テレビ局の動画ネット配信、収益化への高い壁
(東洋経済オンライン 2009年10月16日掲載) 2009年10月21日(水)配信
テレビ各局とギャオ、ユーチューブの提携関係/動画配信サイトの利用者数 [拡大]
大手テレビ局がかつての“天敵”と手を組んだ。9月29日、TBSとテレビ朝日は米グーグルの動画サイト「YouTube(ユーチューブ)」とパートナー契約を締結した。同日からユーチューブ上に公式チャンネルを設置。ニュース映像などの配信を開始した。
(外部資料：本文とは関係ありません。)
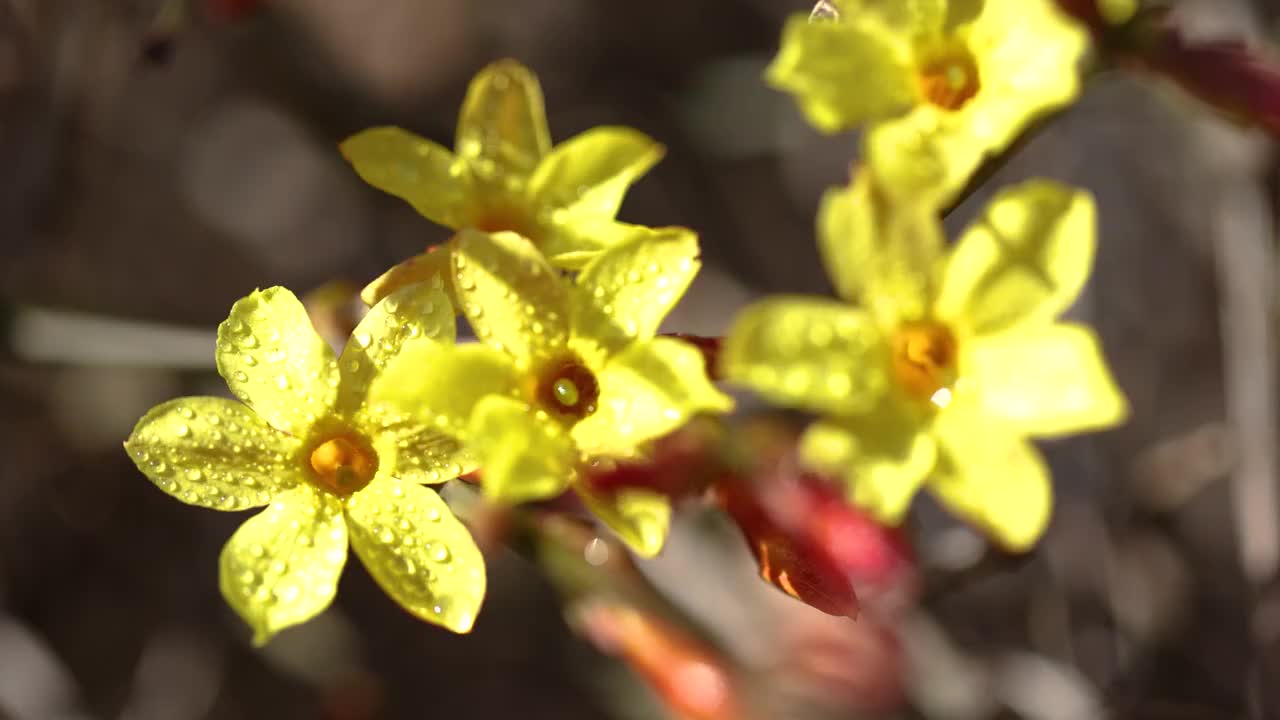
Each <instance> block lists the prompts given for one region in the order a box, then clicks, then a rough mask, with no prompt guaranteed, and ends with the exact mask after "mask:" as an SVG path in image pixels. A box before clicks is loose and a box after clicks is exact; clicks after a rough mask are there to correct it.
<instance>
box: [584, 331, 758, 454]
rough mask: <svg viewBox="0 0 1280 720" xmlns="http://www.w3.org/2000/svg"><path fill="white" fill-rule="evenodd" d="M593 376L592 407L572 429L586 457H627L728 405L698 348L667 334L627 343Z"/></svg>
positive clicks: (723, 407) (726, 397)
そのわずか3週間前。フジテレビジョンと日本テレビ放送網の上位2社は、ヤフー子会社の動画サイト「GyaO(ギャオ)」に7%ずつ出資すると発表していた。グーグルが「民放キー局にはすべて声をかけた」(デービッド・ユン副社長)にもかかわらず、上位2社にそっぽを向かれた背景には、TBS―テレ朝とフジ―日テレとの動画配信に対する認識の差があった。
高い集客力に期待するが有料配信には難しさも
テレビ各社はこれまで、後を絶たない違法投稿に耐えかねてユーチューブを敵視してきた。だがTBS、テレ朝はグーグルが開発を続けてきた違法動画の検出システムを「実用に足る」(テレ朝の古川柳子クロスメディア専任局長)と判断して態度を軟化。一方のフジ、日テレは「まだ甘い」との姿勢を崩していない。ギャオと提携したのも、権利処理された動画を配信するからだ。横並び意識の強いテレビ業界だけに、対応が分かれるのは珍しい。